The MBA Gatekeeper At London B-School

MBA students outside London Business School

MBA students outside London Business School

“We have mid-Atlantic appeal,” says David Simpson, admissions director at London Business School. He means of course that LBS, ranked top among business schools outside the U.S., stands out by offering a program up to two years whereas European counterparts mostly stick to one. And when competing with the likes of Harvard, Stanford, and Wharton in the U.S., and closer to home Cambridge Judge, INSEAD in France or IESE in Spain, LBS leverages its location. “Our major differentiation comes from having a global learning community in a global city,” says Simpson.

Tucked away on the edge of leafy Regents Park in central London, LBS is conveniently down the road from the Boston Consulting Group, who alongside McKinsey & Company, regularly hire around two dozen MBA graduates every year. It’s the only UK school to feature in the top ten Financial Times’ global MBA rankings – this year overtaking Wharton for third place. A third of its cohort are women, and the average GMAT score is 700. Some 15% of students are North American, and this year’s students come from 62 different countries and have an average six years’ work experience.

Students have all the benefits of proximity to London’s financial centre, but increasingly to the boutique finance firms springing up, as London’s alternative investment community grows. And then there’s London’s busy technology start-up scene; more LBS graduates are finding work outside of the traditional stomping ground of finance and consulting. “There are big advantages for our students being in a city so diverse in terms of professional sectors,” says Simpson.

LOOKING TO RECRUIT MORE NON-TRADITIONAL BUSINESS SCHOOL APPLICANTS

LBS Admissions Director David Simpson

s LBS Admissions Director David Simpson

While the admissions team won’t allow any one nationality to dominate, applications this year from Latin American countries have risen and students from those nations now make up 14% of the current 410-strong MBA group, with 22% in the school’s Masters in Finance program. Overall MBA applications are up 7% year on year and stronger again so far this year. In fact, LBS feels it’s weathered the economic upheavals of recent years well, working hard to sustain interest from major recruiters.

A long-time veteran at LBS, Simpson is fresh back from a trip from New York and Washington, DC, where the school is keen to lure the cream of applicants with a growing program of scholarships, international exchanges, visa support for entrepreneurs and a changing array of international study trips. He’s delighted a higher proportion of women apply from the U.S. and Canada – around 40% and 60% respectively – and this is reflected in the school’s annual intake.

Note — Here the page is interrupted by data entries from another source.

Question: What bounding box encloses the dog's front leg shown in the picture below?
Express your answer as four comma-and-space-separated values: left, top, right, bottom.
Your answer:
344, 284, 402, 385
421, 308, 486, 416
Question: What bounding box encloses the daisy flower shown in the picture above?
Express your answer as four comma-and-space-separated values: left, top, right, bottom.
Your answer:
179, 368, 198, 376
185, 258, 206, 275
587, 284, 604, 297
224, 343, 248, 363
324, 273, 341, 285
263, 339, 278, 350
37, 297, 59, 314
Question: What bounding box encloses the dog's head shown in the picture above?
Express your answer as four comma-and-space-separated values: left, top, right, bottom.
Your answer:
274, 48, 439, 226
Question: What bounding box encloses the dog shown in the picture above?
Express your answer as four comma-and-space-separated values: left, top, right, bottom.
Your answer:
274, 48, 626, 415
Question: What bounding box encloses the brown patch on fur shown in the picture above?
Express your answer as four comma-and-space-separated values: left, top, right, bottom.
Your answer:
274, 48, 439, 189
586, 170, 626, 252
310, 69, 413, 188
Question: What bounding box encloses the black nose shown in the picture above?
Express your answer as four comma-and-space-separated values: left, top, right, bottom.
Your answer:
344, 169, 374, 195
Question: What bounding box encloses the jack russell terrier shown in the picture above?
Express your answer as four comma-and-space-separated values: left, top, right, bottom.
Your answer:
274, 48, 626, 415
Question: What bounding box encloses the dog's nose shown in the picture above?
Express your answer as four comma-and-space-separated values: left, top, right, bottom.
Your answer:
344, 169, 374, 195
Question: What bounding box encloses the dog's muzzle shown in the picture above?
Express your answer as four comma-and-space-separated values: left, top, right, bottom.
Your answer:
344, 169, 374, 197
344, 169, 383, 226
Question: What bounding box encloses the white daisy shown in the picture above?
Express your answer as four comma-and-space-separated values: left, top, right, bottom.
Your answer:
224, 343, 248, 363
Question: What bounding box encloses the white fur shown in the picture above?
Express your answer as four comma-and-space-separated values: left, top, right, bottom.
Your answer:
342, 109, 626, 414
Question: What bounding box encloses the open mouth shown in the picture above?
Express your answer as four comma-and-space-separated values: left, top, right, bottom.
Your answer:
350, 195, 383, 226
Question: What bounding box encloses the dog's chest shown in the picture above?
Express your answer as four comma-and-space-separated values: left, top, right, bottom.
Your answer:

And while LBS, like all business schools, wants to boost numbers of women applicants, it’s also keen to recruit outside of the typical business school hunting grounds of finance, consulting and engineering. “We wouldn’t have – say – 50% of students from an arts background; this is a business degree after all, but we do want a good number of people from arts, from law, and from the military to give us that mix.”

While LBS’s scholarship programme doesn’t match that of the top U.S. schools, the school is on a fundraising drive and has increased the amount of scholarship money from donors and alumni mostly offered on merit every year and plans further increases across all programs in the next couple of years, with some awards approaching full fees “which can be life changing,” says Simpson.

FEWER THAN HALF THE 2,500 APPLICANTS ARE INVITED TO INTERVIEW

LBS will also offer sector scholarships for 2017, adds Simpson, in military, healthcare, energy, luxury and retail, as well as technology and engineering – areas which account for a recent growth in applications and where LBS is keen to recruit more. “We want to continue to attract people from technology backgrounds, and support people who might not have considered MBAs,” says Simpson. “This year the focus is to have enough scholarships to convert the best applicants.” There’ll also be a new Nestle emerging markets scholarship for women. LBS also recruits actively among the armed forces, and has been known to wait until an applicant’s submarine has surfaced in some part of the world in order to arrange an interview. “This year 64% of MBAs from a military background got a scholarship,” says Simpson.  LBS also partners with innovative funding scheme Prodigy Finance; a facility set up by MBA graduates from INSEAD, to fund would-be international business postgraduates.